KOMPAS.com - Perjuangan seorang ibu sebelum dapat memeluk buah hati mungilnya tiba di dunia tidaklah sederhana. Dalam menjalani proses konsepsi, hamil, hingga persalinan, ibu membutuhkan usaha sekaligus kesabaran yang besar. Terlebih, jika ada komplikasi dalam kehamilan seorang ibu tentu membutuhkan upaya ekstra, serta dukungan yang tiada henti dari orang-orang di sekitarnya.

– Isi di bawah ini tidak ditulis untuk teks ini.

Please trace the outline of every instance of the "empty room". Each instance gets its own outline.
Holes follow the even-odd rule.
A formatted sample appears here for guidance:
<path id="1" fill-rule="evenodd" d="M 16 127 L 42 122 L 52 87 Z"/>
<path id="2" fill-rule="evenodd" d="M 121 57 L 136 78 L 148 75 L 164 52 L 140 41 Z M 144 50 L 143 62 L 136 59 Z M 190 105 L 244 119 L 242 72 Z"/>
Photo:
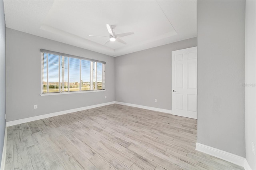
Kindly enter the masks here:
<path id="1" fill-rule="evenodd" d="M 256 170 L 256 0 L 0 0 L 1 170 Z"/>

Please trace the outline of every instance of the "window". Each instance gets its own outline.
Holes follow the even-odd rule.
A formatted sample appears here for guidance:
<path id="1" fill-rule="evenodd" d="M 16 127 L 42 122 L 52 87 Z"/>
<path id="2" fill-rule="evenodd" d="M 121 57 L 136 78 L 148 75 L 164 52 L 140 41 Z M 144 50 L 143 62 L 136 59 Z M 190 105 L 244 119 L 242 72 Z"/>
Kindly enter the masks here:
<path id="1" fill-rule="evenodd" d="M 42 49 L 41 53 L 42 93 L 105 90 L 105 62 Z"/>

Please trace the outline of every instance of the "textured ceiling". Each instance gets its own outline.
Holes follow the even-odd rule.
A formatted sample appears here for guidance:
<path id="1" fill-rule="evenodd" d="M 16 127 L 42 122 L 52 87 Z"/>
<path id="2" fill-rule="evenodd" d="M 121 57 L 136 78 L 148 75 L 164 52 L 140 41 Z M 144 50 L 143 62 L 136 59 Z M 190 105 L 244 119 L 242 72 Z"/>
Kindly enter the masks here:
<path id="1" fill-rule="evenodd" d="M 117 56 L 196 36 L 196 1 L 4 1 L 6 27 Z M 110 42 L 106 24 L 116 34 Z"/>

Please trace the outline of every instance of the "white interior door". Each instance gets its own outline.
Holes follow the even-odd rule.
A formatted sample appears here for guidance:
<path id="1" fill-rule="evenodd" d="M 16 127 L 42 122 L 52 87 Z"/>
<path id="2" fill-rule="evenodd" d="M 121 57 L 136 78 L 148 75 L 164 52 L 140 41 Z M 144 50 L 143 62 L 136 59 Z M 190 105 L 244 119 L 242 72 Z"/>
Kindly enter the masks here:
<path id="1" fill-rule="evenodd" d="M 172 114 L 197 119 L 197 47 L 172 53 Z"/>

Seperti yang dialami oleh Utami (35). Sebelum dapat memeluk putra pertamanya Hafidz yang kini berusia lima bulan, ia harus melewati perjuangan yang cukup panjang. Utami menikah di tahun 2006 dan sudah ingin memiliki buah hati sejak saat itu. Tak lama, ia memang hamil, namun sayangnya janin di dalam kandungannya keguguran.
Menurut dokter, kandungannya saat itu lemah sehingga tidak sanggup bertahan menghadapi guncangan. Saat itu memang Utami masih berpergian dengan membonceng motor.
Tak menyerah dengan gagalnya kehamilan pertamanya, Utami tetap mencoba untuk kembali hamil. Namun nasib berkata lain, ia tak kunjung hamil hingga tujuh tahun. Pemeriksaan menunjukkan dirinya memiliki kista di buluh rahimnya sehingga menghalangi sperma untuk mencapai sel telur.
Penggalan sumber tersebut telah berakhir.